In May, Massachusetts historian Joe Manning let us know that he'd made contact with Stillman's son. Joe, who has spent the last several months tracking down the tales of the kids Hine met in Dallas, said he would provide more details shortly. Four months later, what he eventually discovered is nothing less than astounding: Joe directs our attention this morning to detailed tales about the lives of both men as recounted by their relatives -- Odell's stepson and great-niece, and Sam's son. Joe found out how both arrived in Dallas, how they came to share that street corner and what happened to them afterward; there are even pictures of both as grown men, and a photo of Odell's parents, John and Stella.
As Joe writes by way of introduction:
These two boys were probably standing in a busy downtown section of Dallas, where many of those that walked by relied on reading the newspaper every day, and had ready change in their pockets. Note the three well-dressed people who have just passed. The lady on the left is looking back, well aware of the camera. From what little Hine tells us in the caption, he must have asked the boys how old they were. Apparently, they said nothing else of significance. He would not have known any of what I know now.The most amazing thing? Joe's not finished yet. He wrote me, at 5:14 this morning: "That makes two stories of photos left to go, of the ones I chose to research. For those, I still have one more interview to conduct, and two more interviews to transcribe." Heroic. Absolutely heroic.
Odell had lost his father 18 months earlier (April 1, 1912), when the family was living on a farm in Fannin County, Texas, near the Oklahoma border. His father's ancestors, probably Irish, had settled in North Carolina in the early 1800s. For reasons unknown, Odell, his widowed mother, and his two sisters moved to Dallas.
In stark contrast, Sam's father, a Jew, had fled Russia in 1907, gone to Bremen, Germany, and then sailed on a boat called the Chemnitz. He landed in Galveston on August 24, 1907, and settled in Dallas. Almost three years later, Sam, his mother, and his five siblings also came through Bremen, and sailed on the Hannover, which landed in Galveston on April 28, 1910.

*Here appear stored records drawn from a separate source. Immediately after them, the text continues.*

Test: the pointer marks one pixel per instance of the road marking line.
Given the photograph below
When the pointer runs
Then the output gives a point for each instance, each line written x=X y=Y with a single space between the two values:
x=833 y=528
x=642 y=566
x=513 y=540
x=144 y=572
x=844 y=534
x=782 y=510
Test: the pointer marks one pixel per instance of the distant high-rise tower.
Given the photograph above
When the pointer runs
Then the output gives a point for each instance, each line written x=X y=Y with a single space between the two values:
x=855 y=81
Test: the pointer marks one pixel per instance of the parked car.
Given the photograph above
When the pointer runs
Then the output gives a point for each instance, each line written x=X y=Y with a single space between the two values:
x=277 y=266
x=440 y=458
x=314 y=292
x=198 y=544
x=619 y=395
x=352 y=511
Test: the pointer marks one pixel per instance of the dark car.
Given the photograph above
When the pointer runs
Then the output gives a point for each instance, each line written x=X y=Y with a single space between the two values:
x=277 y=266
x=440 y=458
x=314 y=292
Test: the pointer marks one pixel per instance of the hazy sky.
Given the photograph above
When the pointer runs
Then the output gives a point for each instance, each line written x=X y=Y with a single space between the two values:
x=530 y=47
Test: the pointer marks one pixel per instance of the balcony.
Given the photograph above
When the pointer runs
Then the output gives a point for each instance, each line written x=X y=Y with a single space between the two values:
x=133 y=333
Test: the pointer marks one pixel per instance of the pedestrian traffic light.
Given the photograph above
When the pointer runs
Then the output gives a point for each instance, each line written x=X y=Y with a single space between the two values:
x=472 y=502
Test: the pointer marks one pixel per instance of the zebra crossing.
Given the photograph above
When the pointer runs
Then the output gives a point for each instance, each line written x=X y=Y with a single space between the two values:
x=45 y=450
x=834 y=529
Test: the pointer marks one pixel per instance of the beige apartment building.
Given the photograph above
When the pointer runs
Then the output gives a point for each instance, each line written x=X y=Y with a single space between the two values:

Standing together on a Dallas street on an autumn day in 1913, would the two boys have comprehended the significance of the entirely different routes they had taken to get there, and the opportunity that America had given them to share that brief moment, despite their differences? Their lives were destined to take different routes once again, though ... each of those routes were to travel through the world of baseball, the most American of games.